Megan - posted on 03/10/2010
See his father has no rights to him bc hes not on his birth certificate... and we havent gone to court to set anything up yet either... and i just moved to ohio from indiana for work perpese... I have been having problems with carsons dad and his girlfriend since they got back together after we broke up late year... and he just doesnt understand why i wont let him keep him for 1 hes too young and 2 when i was pregnent his girlfriend threatend to carson from me... and i have never had to deal with this stuff with me daughter bc her father never wanted her so this is all new to me and if someone threatns me i dont take that stuff lightly and i really dont want my son around her bc im scared she'll try to get him to keep my son from me... thats my big problem
Celeste - posted on 03/10/2010
Be careful about that. If he really wants to he can go to court and make you give him entire weekends. You need to find a compromise, let him have some time and give him more as you get more comfortable.

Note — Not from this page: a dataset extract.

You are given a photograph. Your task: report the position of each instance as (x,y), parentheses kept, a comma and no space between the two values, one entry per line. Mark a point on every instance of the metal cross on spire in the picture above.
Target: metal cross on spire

Meghan - posted on 03/09/2010
4 months old?? My son is 17 months old and I still have issues with him being overnite with his father!! Of course I want my son to have a relationship with his father but there are still simple every day routine things that he is not doing. I agree with Desiree and allow him to slowly work up to it, but if you feel uncomfortable with the way your ex is handling your baby during an hour or two, then stick to your guns and do what you feel is best for your babe!
Desiree - posted on 03/09/2010
The following i am going to say is only through the experience i gained at my previous job. I think that you should start off slow first- an hour with you for a while then some not with you after you feel comfortable. Then you and Carson's dad need to sit down and go over your routine with Carson- consistency is important no matter the age of the child. Once you feel that his dad is okay with the routine and expectations then you guys can discuss the next step whether it be an over night or what you feel good about. You must have full custody? If that is the case you have absolutely every right to feel uncomfortable with your 4mon old staying over night. i can go into more if you need me to. let me know but like i said you have to feel completely comfortable with where your Carson is and his daddy may be mad at first but you are a strong beautiful woman and have every right to do what you feel is best. Good luck and let me know if you want to run any ideas or thoughts by me maybe i can help.